Page 13 of Regret Me Not
And suddenly the joking fell away. “We’re hoping,” his friend confessed. “Are you happy for us?”
“Only if I’m invited to the birth.” Pierce waited a moment to see if he’d gone too far, but Derrick’s howl of mock outrage reassured him.
“Oh, you dickhead! I love you so! Yes, I’ll tell Miranda right now that’s a priority!”
Pierce’s laugh surprised him—two days ago he would have said it was beyond him.
What a difference a Hal made.
“Don’t tell her that or you’ll never conceive. Now go! Be nice to your wife.” His voice dropped. “And good luck, man. You guys… you’re the best.”
“So are you. Come back to us, ’kay? If I take Miranda to one more Kings’ game, she’ll divorce me.”
“Understood.”
Derrick hung up, and Pierce was left in the empty condo again. But his laughter still rang on the cold tile, and Pierce could hear Hal’s reaction to the conversation he’d just had.
Hey, Hal—I have friends! We’re actually funny together!
He suddenly wanted his young friend to see him when he wasn’t angry and bitter.
He wanted Hal to know he could be fun too, and not just when Looney Tunes was on.
Public Works
“HEY, HAL—who’s that?”
Hal looked up from the rack of jeans he was perusing—in Pierce’s size—and glanced in the same direction Pierce was. “I have no idea.”

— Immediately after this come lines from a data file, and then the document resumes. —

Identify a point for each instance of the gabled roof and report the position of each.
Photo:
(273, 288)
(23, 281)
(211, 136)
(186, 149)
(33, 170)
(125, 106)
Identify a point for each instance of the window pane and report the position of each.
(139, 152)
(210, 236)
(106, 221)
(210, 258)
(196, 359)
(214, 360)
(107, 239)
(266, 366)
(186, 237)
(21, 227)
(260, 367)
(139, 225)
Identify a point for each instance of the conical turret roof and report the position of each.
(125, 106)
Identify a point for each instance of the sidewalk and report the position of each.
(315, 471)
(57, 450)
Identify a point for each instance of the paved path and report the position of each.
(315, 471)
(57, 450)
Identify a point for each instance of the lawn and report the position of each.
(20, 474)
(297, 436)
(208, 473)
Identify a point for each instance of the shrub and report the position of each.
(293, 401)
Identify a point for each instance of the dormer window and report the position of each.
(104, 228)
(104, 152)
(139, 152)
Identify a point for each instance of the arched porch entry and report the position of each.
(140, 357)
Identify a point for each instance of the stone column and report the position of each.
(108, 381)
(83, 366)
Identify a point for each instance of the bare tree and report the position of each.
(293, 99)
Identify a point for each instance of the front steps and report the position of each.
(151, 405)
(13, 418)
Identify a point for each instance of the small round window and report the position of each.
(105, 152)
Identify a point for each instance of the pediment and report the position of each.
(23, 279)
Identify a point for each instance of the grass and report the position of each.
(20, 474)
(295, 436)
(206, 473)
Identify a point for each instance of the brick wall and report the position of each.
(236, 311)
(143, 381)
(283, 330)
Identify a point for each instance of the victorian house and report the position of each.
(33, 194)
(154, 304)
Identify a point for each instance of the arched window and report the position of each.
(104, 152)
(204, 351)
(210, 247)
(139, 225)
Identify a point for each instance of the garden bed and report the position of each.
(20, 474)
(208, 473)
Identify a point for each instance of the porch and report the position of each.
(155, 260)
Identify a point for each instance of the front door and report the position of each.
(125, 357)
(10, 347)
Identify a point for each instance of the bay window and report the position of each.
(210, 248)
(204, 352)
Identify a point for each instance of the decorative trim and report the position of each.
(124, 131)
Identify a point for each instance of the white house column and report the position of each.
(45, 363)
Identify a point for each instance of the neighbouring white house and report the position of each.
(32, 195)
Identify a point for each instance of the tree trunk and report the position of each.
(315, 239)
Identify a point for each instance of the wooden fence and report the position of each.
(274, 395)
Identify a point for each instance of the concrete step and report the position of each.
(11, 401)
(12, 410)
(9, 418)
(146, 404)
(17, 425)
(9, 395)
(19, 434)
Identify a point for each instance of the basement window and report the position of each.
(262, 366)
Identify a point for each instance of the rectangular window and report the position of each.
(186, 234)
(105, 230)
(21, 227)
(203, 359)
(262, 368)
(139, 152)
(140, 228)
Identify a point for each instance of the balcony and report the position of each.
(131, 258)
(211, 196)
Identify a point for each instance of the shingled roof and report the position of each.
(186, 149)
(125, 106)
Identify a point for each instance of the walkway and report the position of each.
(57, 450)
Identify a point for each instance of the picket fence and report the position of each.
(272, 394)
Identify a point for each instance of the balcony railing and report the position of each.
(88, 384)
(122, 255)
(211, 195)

The kid—um, young man—Hal’s age sported a brownish man bun and a scarf around his white T-shirted neck and had been cruising Hal with raised eyebrows and a predatory gleam since they’d arrived at the outlet mall. Now as Hal looked over his shoulder, the guy winked and smiled coquettishly.
Hal rolled his eyes and turned back to Pierce. “Now see, if we weren’t in Tommy Hilfiger, he wouldn’t have seen us, and I wouldn’t have to scrape him like a barnacle. So you need to just concede to the inevitable and let me buy you pants that don’t look like dad jeans.”
Pierce let out a little whine. “I thought we’d be at Target or something—at least for the rubber mats and the office chair.”
Hal looked at him unhappily. “Crap. Would you believe I forgot that’s why we came? I was just so damned excited to go somewhere with you.”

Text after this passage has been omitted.